This was an especially hectic Christmas season.
It came on the heels of a particularly busy time at work, with me staying until 8:00 or later pretty much one night a week for the past couple months in an effort to keep our project on schedule. In previous years, things slowed down int he office as the end of the year approached, but in 2016, we were hard at it right up until Friday the 23rd.
Then it was off to Rocky Mountain House for a chance to visit with Audrey's sister and her family. Then back the next day for the Christmas Eve service at church, in which Audrey was singing with the choir and I was responsible for arranging the communion elements.
The next morning it was off to Leduc, to spend Christmas Day with my sister and her family, and, for only the second time in over ten years, my Mum!
We overnighted there and then returned home on Boxing Day, having the 27th to ourselves before packing up again and heading down to High River. Audrey's Mum had turned 80, and her brother had set up a big party that ended up becoming a combination open house and family reunion.
After that, we headed back to Edmonton, but brought Audrey's other sister from Ontario with us for a visit. It was wonderful to have her, especially for the two nieces she always wants to see more of, and she headed back today.
So, yes, a bit of an Xmas whirlwind, complicated by the fact that I started out virtually exhausted, and didn't just become that way over time. As a result, none of us are particularly keen on returning to our normal routines at work and school.
I had been extremely apprehensive in the days leading up to Christmas, but an offhand comment at the grocery store on the 22nd helped me to keep things in perspective.
When I picked up the bread for communion that Thursday night on my way home from work, I discovered that we were short on the juice we use in place of wine. My own fault, really, and I have subsequently begun labeling the bottles "COMMUNION". (Should that fail to have the desired effect, I believe I still have some biohazard decals lurking about.) Still, it meant yet another stop on my way home after a tiresome day, at busy supermarket full of increasingly frantic shoppers finishing their holiday preparations.
I couldn't even find the juice I wanted, and grabbed what I hoped would be an acceptable substitute, then headed to the cashier with the shortest lineup. As the cashier rang up my purchase, she asked me if I was finished my own preparations for Christmas.
"I suppose so," I said. "We're frightfully busy this year, travelling to three different towns in six days over Christmas, but on the plus side, we don't have to host this year." In truth, this was the first time that aspect had occurred to me, and it felt encouraging.
My clerk nodded in agreement and completed our transaction. She handed me my receipt, saying cheerily, "That's good, you deserve to be pampered."

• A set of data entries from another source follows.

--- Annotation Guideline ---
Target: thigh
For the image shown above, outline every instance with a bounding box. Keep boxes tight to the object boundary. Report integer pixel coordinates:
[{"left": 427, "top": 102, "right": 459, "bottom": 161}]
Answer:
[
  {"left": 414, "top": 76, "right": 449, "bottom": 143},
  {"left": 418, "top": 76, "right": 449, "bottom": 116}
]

I thanked her and began walking out to the parking lot, considering her words as I trudged towards the Flex. I was a bit consternated, in truth. How the hell does a stranger know what I deserve? I thought bitterly. I certainly hope I didn't earn this hectic Christmas schedule for something I did or didn't do!
I opened the door and swung the grocery bags into the back seat. What does deserve have to do with anything anyways? How can you tell someone what they deserve when you know nothing about their situation? I started the engine and threw the Flex into gear; I could feel myself getting upset, which was ridiculous.
Calm down, I told myself. You're right, she doesn't know you; that's the kind of comment she probably says to dozens of people a day. Who's to say who actually deserves it...
...unless everyone does.
The thought leapt unbidden to my mind and settled there, like the raven on the bust of Pallas in Poe's poem.
Maybe it's true because everyone deserves to be pampered every once in a while, whether or not they've been a polite gentleman or a surly bastard, or maybe even sometimes because of it.
Maybe every single individual not only deserves it from time to time, but needs to be reminded of that fact, as I had just been.
It was an astonishing and seasonally appropriate reminder of the power of grace; this notion that good things can come into our life even though we mightn't feel we earned them.
Whether you attribute their origins to the divine, or kismet, or simply blind chance, I think it still behooves us to remember them with a sense of gratitude, and most importantly of all, to pass them on wherever we can.
Reflecting on it in that snowy parking lot, that simple statement from an anonymous cashier in a busy grocery store did as much to ensure I had a Merry Christmas as any other single event or thing. I would hate to forget it, so I am committing it to writing here.
To remind me to always be aware of grace in my life, and to be grateful.